Aim: To compare the intra-familial aggregation and heritability of central (aortic) (PPc) versus peripheral (brachial) (PPp) pulse pressure after imputing pretreatment blood pressures (BPs) in treated participants in a community of black African ancestry.
Methods: Central PPc [generalized transfer function (GTF) and radial P2-derived] was determined with applanation tonometry at the radial artery (SphygmoCor software) in 946 participants from 258 families with 23 families including three generations from an urban developing community of black Africans. In the 24.1% of participants receiving antihypertensive treatment, pretreatment brachial BP was imputed from published overall averaged effects of therapy grouped by class and dose, specific for groups of black African descent. From these data PPc was estimated from proportionate differences in central aortic and brachial PP. Heritability estimates were determined from SAGE software. Echocardiography was evaluated in 507 participants in order to determine stroke volume.

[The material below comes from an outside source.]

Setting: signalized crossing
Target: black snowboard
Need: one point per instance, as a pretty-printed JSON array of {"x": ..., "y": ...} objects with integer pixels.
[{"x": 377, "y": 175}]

Results: With adjustments for confounders, parent–child (P < 0.05) and sibling–sibling (P < 0.0005) correlations were noted for log PPc, whilst for log PPp only sibling–sibling correlations were noted. No mother–father correlations were noted for either PPc or PPp. Independent of confounders the heritability for log GTF-derived (h2 = 0.33 ± 0.07, P < 0.0001) and P2-derived (h2 = 0.30 ± 0.07, P < 0.0001) PPc was greater than the heritability for log PPp (h2 = 0.11 ± 0.06, P < 0.05) (P < 0.05 for comparison of heritability estimates).
Conclusion: After imputing pretreatment BP values, central aortic PP is significantly more inherited than brachial PP. These data suggest that in groups of African descent the genetic determinants of PP may be underestimated when employing brachial rather than central aortic PP measurements.